Les liaisons dangereuses de Sir Paul Stephenson ne s’arrêtent pas là. Ce dernier a été invité à 15 reprises par des responsables de News International entre avril 2007 et septembre 2010. Il n’a décliné qu’une seule invitation. Le numéro deux de Scotland Yard, John Yates, n’est pas non plus au-dessus de tout soupçon. Il a déjeuné à plusieurs reprises avec des responsables de News Corporation alors que le journal News of the World faisait encore l’objet d’une enquête. Chef de l’Unité antiterroriste de Scotland Yard, Andy Hayman a régulièrement dîné avec des responsables de NotW. Quand il quitta la police, en décembre 2007, il fut d’emblée engagé comme chroniqueur au Times.

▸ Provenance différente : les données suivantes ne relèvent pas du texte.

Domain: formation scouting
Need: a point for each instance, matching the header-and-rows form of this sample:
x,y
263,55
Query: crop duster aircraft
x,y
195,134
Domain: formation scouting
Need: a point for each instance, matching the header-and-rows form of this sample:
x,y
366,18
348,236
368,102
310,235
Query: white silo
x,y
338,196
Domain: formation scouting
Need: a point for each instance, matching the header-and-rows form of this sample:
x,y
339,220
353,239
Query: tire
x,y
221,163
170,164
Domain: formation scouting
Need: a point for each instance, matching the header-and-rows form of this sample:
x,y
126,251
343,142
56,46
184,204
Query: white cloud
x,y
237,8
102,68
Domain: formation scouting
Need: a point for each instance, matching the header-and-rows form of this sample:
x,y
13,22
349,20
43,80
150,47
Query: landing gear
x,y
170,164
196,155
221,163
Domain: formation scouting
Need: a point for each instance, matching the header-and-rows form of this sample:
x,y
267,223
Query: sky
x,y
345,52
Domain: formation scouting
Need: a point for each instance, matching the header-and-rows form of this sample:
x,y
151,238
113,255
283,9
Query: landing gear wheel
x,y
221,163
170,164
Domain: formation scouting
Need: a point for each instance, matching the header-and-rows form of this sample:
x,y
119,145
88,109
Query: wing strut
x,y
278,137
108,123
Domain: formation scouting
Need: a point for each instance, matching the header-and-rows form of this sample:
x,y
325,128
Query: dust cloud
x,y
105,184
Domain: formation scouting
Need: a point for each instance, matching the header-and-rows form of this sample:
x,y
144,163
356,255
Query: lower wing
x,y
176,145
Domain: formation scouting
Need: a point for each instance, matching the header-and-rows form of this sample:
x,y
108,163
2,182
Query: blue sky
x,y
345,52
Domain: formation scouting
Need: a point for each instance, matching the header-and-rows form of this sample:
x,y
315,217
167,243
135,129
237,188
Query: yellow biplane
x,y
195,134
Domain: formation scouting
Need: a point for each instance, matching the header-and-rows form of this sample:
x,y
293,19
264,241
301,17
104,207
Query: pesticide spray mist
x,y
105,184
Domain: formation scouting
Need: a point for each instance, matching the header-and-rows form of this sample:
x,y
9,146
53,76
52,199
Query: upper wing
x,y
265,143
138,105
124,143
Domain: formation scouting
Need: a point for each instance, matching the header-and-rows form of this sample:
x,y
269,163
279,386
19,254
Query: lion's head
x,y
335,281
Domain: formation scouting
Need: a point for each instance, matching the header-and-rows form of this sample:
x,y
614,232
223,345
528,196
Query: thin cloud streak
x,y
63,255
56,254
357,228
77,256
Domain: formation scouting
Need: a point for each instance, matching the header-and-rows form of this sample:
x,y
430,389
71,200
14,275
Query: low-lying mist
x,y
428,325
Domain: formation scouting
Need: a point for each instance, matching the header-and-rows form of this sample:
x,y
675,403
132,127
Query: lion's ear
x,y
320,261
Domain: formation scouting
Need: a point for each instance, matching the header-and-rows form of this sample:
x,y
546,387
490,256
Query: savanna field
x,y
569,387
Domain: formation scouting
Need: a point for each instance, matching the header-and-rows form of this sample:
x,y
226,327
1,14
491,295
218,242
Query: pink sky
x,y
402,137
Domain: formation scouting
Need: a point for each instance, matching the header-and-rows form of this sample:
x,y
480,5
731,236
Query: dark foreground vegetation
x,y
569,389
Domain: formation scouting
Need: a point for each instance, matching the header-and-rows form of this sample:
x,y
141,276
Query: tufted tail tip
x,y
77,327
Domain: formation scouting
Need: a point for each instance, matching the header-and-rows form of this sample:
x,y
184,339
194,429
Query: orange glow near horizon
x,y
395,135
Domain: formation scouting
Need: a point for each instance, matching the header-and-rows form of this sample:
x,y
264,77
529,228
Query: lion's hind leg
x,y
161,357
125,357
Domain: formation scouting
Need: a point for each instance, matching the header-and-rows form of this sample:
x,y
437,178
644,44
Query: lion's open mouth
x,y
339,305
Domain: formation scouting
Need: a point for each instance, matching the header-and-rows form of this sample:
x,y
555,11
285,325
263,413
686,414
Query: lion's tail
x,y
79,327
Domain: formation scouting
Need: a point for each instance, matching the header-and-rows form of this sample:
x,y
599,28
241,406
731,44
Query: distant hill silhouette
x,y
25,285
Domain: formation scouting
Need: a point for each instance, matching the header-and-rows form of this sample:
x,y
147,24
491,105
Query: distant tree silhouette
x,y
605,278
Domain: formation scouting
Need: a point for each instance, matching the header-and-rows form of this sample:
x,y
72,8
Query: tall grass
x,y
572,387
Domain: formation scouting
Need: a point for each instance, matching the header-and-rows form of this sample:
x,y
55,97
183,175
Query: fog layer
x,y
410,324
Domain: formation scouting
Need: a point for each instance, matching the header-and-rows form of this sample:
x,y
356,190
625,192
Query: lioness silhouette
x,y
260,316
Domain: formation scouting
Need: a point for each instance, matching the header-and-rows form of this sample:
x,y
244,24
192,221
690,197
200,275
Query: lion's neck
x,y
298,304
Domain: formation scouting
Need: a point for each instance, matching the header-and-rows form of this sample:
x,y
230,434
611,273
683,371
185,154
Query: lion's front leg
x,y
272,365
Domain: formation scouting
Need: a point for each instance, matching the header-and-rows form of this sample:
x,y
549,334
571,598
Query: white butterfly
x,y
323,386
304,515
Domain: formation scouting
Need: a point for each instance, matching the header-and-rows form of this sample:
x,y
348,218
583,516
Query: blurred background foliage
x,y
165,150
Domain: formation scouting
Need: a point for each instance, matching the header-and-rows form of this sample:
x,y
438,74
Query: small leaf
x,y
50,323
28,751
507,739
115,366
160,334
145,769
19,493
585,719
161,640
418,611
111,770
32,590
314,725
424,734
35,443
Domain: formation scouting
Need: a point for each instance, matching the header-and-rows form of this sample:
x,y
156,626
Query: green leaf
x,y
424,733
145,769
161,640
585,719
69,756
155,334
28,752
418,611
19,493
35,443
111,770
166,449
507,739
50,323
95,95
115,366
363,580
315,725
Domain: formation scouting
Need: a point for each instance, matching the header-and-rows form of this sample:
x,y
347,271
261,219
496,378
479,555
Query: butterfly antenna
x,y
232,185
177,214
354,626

Ancien rédacteur en chef adjoint de News of the World cité par le Washington Post, Paul McMullan se souvient: la direction du journal sortait de l’argent d’un coffre. Pour plusieurs milliers de livres, il a ainsi été possible de savoir à quel aéroport la princesse Diana allait atterrir. Paul McMullan évoque aussi un cas plus douloureux. Son journal avait obtenu des informations sur la fille d’un grand acteur, Denholm Elliott, pour 5000 livres, qui errait dans les rues. L’histoire fut publiée et la fille de l’actrice se suicida quelques années plus tard.

En quelques semaines, le scandale des écoutes téléphoniques aura provoqué dix arrestations et provoqué la démission du chef de Scotland Yard et de la directrice de News International. Mardi, Rupert et James Murdoch ainsi que Rebekah Brooks, amie de David Cameron, doivent comparaître devant la Commission des médias de la Chambre des communes. Pour le premier ministre, l’affaire devient très encombrante.